The talk is chaired by Oliver Wainwright.
About the speakers
Jacques Herzog
Jacques Herzog was born in Basel in 1950. He studied architecture at the Swiss Federal Institute of Technology Zurich (ETH) from 1970 to 1975 with Aldo Rossi and Dolf Schnebli. He received his degree in architecture in 1975 and became an assistant to Dolf Schnebli in 1977. Jacques Herzog established his own practice with Pierre de Meuron in 1978 in Basel, Switzerland. He was teaching at Cornell University in 1983 and he is a visiting professor at the Harvard University since 1994 (and in 1989). He is a professor at ETH Zurich since 1999, and co-founded the ETH Studio Basel—Contemporary City Institute in 2002. Jacques Herzog and Pierre de Meuron have been awarded numerous awards including The Pritzker Architecture Prize (2001), the RIBA Royal Gold Medal and the Praemium Imperiale (2007).
Nicholas Serota, Director
Nicholas Serota has been Director of Tate since 1988. In this period Tate has broadened its field of interest to include twentieth-century photography, film and performance as well as collecting from Latin America, Asia, the Middle East and Africa.
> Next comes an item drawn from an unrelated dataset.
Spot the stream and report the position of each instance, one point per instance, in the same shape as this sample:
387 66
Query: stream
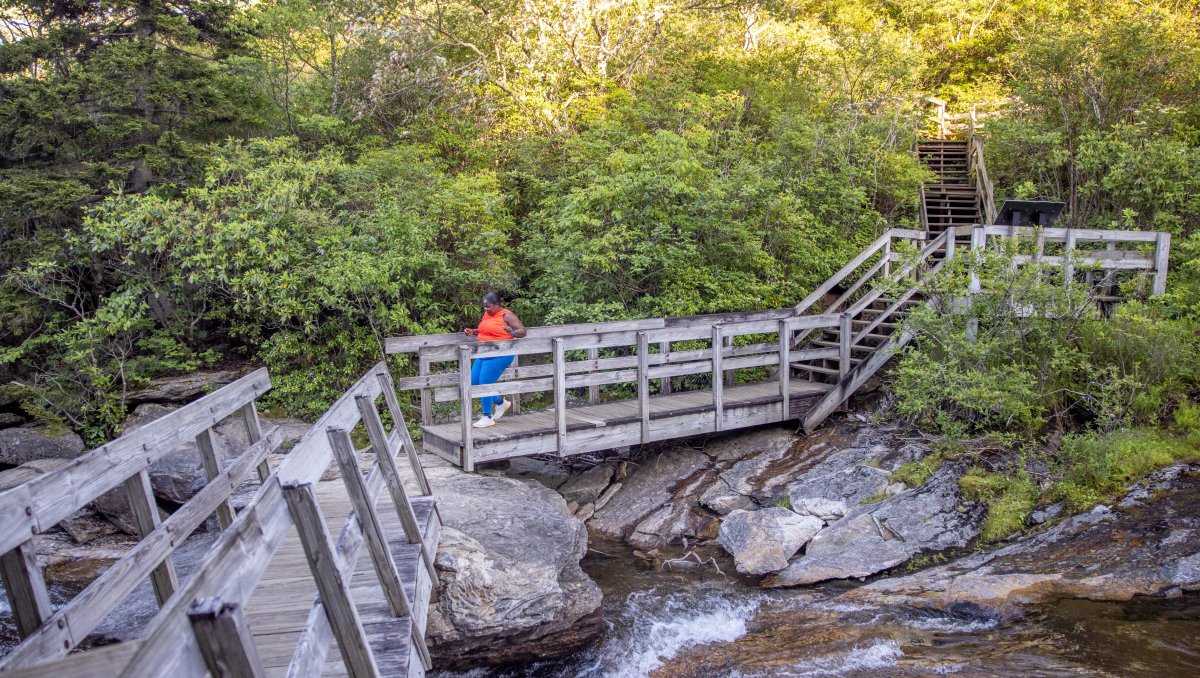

He recently co-curated exhibitions at Tate Modern on Cy Twombly and Gerhard Richter as well as Henri Matisse: the Cut Outs. Nicholas Serota was a member of the Commission for Architecture and the Built Environment and of the Olympic Delivery Authority which was responsible for building the Olympic Park in East London for 2012. He is a member of the Executive Board of the BBC.
Oliver Wainwright
Oliver Wainwright is the architecture and design critic of the Guardian. Trained as an architect at Cambridge and the Royal College of Art, he has worked for OMA in Rotterdam and at the Mayor of London’s Architecture and Urbanism Unit, and is a regular visiting critic and lecturer at a number of architecture schools.